Entre temps, Hélène est partie en cavale, s’est installée au Mexique, sous le nom de Florencia Rivera Martin ; elle est mère d’une jeune fille, a repris des études et est devenue psychothérapeute. Elle aussi avait presque tourné la page. Mais Nicolas Sarkozy venait de créer l’Office central chargé des personnes recherchées ou en fuite, et Hélène a été l’une de ses premières captures grâce, notamment, aux écoutes du téléphone de son père, le sociologue Robert Castel, avec lequel elle n’avait jamais rompu les liens. Elle a été arrêtée le 12 mai 2004, par la police mexicaine, à son domicile de Jalapa.
Du droit à l’anonymat
Si l’ontologie doit prendre place dans les débats judiciaires, c’est bien à l’occasion de ce procès.
Tout d’abord, qui va-t-on juger : !’adolescente en dérive, fille d’intellectuels trop occupés à mener leurs combats idéologiques pour s’intéresser à son éducation, n’ayant pas encore compris que la violence est toujours la manifestation d’un échec, ou cette femme posée, insérée dans l’existence, jetant sur son passé un regard critique sans complaisance ? Entre les deux, vingt-cinq ans se sont écoulés. Un être en devenir s’est métamorphosé en adulte responsable. En jugeant le premier, nous condamnons le second. Il n’est pas sûr que la justice y trouve son compte.

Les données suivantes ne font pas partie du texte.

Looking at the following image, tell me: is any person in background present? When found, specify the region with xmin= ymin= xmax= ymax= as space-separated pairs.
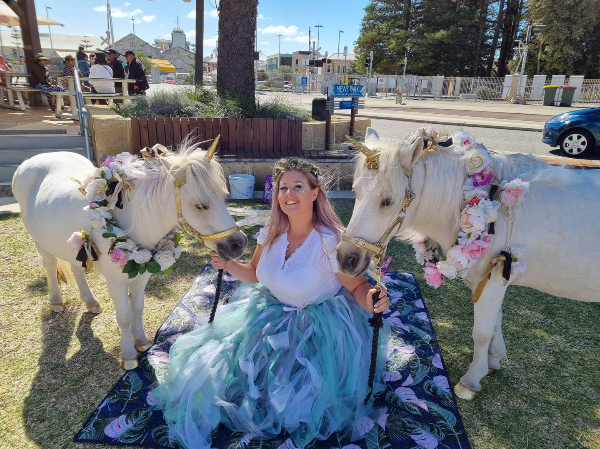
xmin=90 ymin=52 xmax=115 ymax=104
xmin=29 ymin=53 xmax=65 ymax=112
xmin=108 ymin=48 xmax=126 ymax=94
xmin=125 ymin=50 xmax=150 ymax=95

Et puis, il y a, également, ses trois anciens acolytes qui, depuis, ont purgé leur peine et changé, totalement, de destin. Ils se retrouvent précipités dans leurs souvenirs, avec le risque de voir jeter leurs noms à la pâture publique. Ils n’ont d’autre choix que de comparaître en audience publique, juridiquement en tant que témoins, mais moralement contraints. Vis-à-vis des jurés, ils sont l’illustration parfaite que les hommes progressent et savent tirer les leçons de leurs erreurs. A une époque où nous condamnons sans espoir de salut, leur exemple incite à la réflexion.
Un débat s’est instauré parmi les chroniqueurs judiciaires : faut-il ou non révéler leurs patronymes, compte tenu de l’ancienneté des faits et de leur réinsertion sociale exceptionnelle, que la divulgation de leurs errements criminels risquerait d’anéantir ?
Rien n’est prévu dans ce cas, et le journaliste reste seul face à son éthique. Jusqu’à présent, il semble que la presse, dans sa majorité, prône l’anonymat. Mais une telle attitude, pour respectueuse qu’elle soit des personnes en cause, fait l’objet de critiques. Elle oblige à tronquer des documents d’archives, afin de ne pouvoir identifier les braqueurs de l’époque. Et surtout, fait-on remarquer, on n’a pas eu ces égards pour les enfants d’Outreau, dont les noms ont été dévoilés à longueur d’éditions, ni pour les futurs acquittés, présentés, en gros titres, comme coupables avant même d’avoir été inculpés et au mépris de la présomption d’innocence.
Car les médias ont leur part de responsabilité dans ces déclarations fracassantes et ces vies brisées. Souvenons-nous de « l’affaire Grégory » et des torrents de boue, de délation, de marchandages qu’elle a charriés. Seul un journal a présenté des excuses à Christine Villemin, Libération.
Aujourd’hui, pour exister dans une société de l’image, il faut être victime ou agresseur, pédophile ou violé, masochiste ou imbécile. Le mal nous attire, et le bien indiffère.
Il faut espérer qu’Hélène Castel ressorte libre de la Cour d’assises, et que son année de détention soit sa seule peine. Quant à ses trois anciens compères, ils ne devraient pas trop se faire de soucis pour la préservation de leur anonymat. Ils s’en sont trop bien sortis pour qu’ils intéressent des journaleux.